After that we left the bird alone in order to not disturb him too much. On the way back I got another new one – Clamorous Reed Warbler. I tried very hard to get a decent shot of it but it was far too active and was constantly moving around in the tall reeds.

Record shot of Clamorous Reed Warbler

I found a Common Copper butterfly near our car. I fired a couple of shots but it didn’t stay there for long and flew away.
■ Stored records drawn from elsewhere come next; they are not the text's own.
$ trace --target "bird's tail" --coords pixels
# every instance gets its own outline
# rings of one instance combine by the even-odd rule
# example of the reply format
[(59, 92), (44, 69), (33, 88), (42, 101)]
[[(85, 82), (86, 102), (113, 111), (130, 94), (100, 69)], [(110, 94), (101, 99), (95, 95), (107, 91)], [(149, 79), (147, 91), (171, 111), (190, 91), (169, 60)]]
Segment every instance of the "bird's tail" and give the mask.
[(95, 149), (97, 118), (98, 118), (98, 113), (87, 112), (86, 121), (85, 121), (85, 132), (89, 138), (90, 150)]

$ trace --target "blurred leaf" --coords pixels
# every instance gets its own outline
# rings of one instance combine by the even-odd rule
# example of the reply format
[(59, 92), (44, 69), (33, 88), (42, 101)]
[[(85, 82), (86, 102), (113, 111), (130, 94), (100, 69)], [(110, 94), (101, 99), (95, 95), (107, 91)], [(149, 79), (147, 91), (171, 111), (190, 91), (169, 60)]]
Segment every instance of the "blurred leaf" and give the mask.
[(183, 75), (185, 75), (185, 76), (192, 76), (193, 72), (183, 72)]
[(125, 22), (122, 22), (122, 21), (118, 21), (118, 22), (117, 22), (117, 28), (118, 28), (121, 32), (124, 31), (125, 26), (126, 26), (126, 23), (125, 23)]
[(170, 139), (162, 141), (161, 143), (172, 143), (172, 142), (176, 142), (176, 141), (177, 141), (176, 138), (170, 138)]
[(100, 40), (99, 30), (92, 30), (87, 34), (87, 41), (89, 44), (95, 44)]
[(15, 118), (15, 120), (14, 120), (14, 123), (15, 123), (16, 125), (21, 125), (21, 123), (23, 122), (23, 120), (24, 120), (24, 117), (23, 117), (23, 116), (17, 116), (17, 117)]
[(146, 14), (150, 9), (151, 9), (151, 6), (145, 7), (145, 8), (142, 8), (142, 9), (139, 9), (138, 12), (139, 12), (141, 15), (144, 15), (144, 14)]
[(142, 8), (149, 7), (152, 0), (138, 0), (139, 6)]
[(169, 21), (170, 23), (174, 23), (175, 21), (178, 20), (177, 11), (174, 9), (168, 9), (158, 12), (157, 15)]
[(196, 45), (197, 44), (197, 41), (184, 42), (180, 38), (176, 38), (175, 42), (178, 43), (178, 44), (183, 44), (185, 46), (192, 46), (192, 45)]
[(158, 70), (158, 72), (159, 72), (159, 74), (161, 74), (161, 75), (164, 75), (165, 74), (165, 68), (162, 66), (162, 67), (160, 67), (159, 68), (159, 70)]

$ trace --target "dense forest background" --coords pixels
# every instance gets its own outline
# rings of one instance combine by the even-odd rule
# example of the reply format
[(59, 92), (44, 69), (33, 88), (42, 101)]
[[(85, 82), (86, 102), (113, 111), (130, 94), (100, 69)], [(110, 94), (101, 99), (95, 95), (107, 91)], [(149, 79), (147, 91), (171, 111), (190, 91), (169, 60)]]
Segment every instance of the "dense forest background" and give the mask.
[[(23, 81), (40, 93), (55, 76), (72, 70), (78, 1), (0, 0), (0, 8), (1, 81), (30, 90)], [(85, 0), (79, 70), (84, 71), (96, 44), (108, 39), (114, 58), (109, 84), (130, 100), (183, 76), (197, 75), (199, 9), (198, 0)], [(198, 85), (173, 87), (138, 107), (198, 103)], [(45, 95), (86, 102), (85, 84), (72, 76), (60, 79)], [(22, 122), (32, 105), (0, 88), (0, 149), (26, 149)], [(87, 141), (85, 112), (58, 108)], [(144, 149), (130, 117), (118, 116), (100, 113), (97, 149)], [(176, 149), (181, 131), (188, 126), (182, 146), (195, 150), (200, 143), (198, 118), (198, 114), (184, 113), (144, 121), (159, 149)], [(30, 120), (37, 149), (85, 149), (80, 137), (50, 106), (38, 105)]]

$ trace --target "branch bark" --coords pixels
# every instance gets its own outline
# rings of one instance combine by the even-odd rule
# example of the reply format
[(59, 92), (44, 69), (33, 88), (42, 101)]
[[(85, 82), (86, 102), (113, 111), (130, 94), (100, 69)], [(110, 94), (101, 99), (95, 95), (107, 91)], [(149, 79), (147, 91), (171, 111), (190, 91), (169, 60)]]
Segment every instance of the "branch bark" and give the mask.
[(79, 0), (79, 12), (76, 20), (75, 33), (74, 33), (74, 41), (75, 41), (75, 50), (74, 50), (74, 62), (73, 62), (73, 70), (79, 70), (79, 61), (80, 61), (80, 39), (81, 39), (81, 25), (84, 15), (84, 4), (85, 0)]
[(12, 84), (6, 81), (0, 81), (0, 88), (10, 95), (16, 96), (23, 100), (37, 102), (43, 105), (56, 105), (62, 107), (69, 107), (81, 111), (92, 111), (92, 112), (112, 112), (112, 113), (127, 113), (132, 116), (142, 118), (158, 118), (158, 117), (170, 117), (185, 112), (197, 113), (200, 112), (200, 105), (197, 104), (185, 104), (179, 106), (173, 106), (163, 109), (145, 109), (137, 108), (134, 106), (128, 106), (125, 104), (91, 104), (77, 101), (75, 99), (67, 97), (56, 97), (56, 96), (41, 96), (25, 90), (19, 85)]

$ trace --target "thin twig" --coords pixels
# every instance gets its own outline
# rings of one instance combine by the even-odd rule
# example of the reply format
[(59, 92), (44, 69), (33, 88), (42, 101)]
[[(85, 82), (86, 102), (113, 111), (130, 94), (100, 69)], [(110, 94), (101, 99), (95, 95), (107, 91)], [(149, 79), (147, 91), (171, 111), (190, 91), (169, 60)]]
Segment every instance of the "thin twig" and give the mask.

While I was reviewing those shots, I found out that I managed to get a rather cool looking flight shot of it when it took off from the flower!

Common Copper Butterfly flying
Common Copper butterfly taking off

The next part of the birding session involved climbing the Zabarwan Mountains in order to see the rare European Bee-Eaters.

Distance-wise the climb was not too difficult. It was half a kilometer or so but, the slope in combination with the rocky terrain and the scorching heat of the sun made it seem like a never ending hike. But, after half an hour or so and 2-3 breaks we finally reached where we were supposed to. Exhausted, we all sat down in the shade of a Chinar Tree there.

On the way we did see some European Bee-Eaters flying but we hoped to see some individuals sitting later. We spent another half an hour there hoping that a Bee-Eater might come and sit somewhere near but none did. So, we started descending and on the way down, I clicked some flight shots of the Bee-Eaters just for the purpose of at least having a record shot.

European Bee-Eater flying
European Bee-Eater
European Bee-Eater flying

I really hoped to see an individual sitting but I think it was fine. At least I got to see them!

That was pretty much it for the day. After that I went to my family, spent some time in the market and went back to the hotel.